Collecting Treasures: Following a few simple tips for how to store collectibles can protect and retain their value.
I often tell people there’s a market for everything. Believe it or not, people will pay a lot of money for old firecracker labels, unopened cereal boxes from the 1980s, old fountain pens, vintage comic books and many other collectibles. But they won’t open up their wallets if the firecracker labels are damaged, the cereal boxes are opened, the fountain pens don’t work and the spines of the comic books are tattered.
Unfortunately, in the busy world we live in, many people either don’t take the time to store their collectibles correctly or they don’t realize they’re doing damage by not storing them properly. Whether you have a large collection or you’re just trying to organize your valuables, keep these tips in mind:
- Keep a detailed inventory. There are many inventory software programs out there, like Capture My Assets and Software 4 That, as well as apps for your phone likeKnow Your Stuff, that can assist you. But even if you keep a handwritten list, it will help you keep track of where your items are stored, especially if you have them packed in boxes and out of sight for long periods of time.
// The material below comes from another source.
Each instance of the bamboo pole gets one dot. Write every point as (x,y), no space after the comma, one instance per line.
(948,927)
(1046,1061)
- Control the climate. How many of you have boxes of items stored in your garage or attic? You could be exposing them to too much heat, bugs and other factors, like humidity. Some antiques also can be damaged if they are exposed to too much light.
- Take care when cleaning. This one is tricky because some items are best left alone, while others can be cleaned, if very carefully. It’s best to ask an appraiser before cleaning an item so you don’t do any damage, like removing part of the patina on a piece of furniture. For some items, you can use soft bristle brushes, moisture-free compressed air, distilled water or isopropyl alcohol. Never use harsh chemicals. Again, check with an expert before cleaning a collectible.
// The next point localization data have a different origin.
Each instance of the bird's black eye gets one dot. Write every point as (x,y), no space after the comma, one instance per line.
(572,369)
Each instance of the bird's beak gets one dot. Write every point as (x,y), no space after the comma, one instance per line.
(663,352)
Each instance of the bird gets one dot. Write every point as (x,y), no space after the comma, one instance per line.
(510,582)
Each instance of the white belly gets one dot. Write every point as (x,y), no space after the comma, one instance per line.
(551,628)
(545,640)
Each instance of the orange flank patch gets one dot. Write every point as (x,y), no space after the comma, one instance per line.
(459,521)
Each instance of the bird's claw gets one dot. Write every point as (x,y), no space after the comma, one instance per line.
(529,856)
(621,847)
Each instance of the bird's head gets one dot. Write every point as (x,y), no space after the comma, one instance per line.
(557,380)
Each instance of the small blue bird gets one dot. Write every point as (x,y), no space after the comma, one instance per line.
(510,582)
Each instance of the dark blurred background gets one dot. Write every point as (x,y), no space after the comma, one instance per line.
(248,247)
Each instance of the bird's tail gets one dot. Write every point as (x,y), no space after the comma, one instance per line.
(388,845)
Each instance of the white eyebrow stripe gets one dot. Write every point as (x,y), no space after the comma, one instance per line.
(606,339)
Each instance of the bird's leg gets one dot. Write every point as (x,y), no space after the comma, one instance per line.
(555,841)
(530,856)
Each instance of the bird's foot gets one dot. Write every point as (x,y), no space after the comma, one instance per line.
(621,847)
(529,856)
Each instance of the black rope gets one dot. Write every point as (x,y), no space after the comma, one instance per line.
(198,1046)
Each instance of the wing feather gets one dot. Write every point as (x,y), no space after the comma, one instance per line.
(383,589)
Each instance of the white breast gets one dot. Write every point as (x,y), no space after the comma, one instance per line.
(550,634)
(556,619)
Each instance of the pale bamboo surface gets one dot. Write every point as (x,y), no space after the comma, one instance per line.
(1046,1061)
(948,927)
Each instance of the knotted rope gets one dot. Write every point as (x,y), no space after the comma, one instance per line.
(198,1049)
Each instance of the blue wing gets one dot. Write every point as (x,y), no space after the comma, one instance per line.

- Keep original boxes. Toys, jewelry, Hummels – really, any item that came in a box should stay in the box. If it was never opened, that’s even better! I’ve seen a vintage G.I. Joe figure sell for $150 because the box was included and was in good condition.
- Keep original receipts and documents to prove provenance. This is often the deal-breaker. Either you can prove it’s authentic or there’s doubt. Keep receipts in the box with the items in question whenever possible so they don’t get misplaced. Don’t tape them to the item’s box because the adhesive tape could damage the box.
Remember: It’s always a good idea to let at least one other person know where they can find your detailed inventory. Hopefully, you’ll sell your collectibles on your own terms, but this way, in case of an emergency, your relatives or friends won’t be scrambling to figure out what you’ve been collecting and where the items are stored.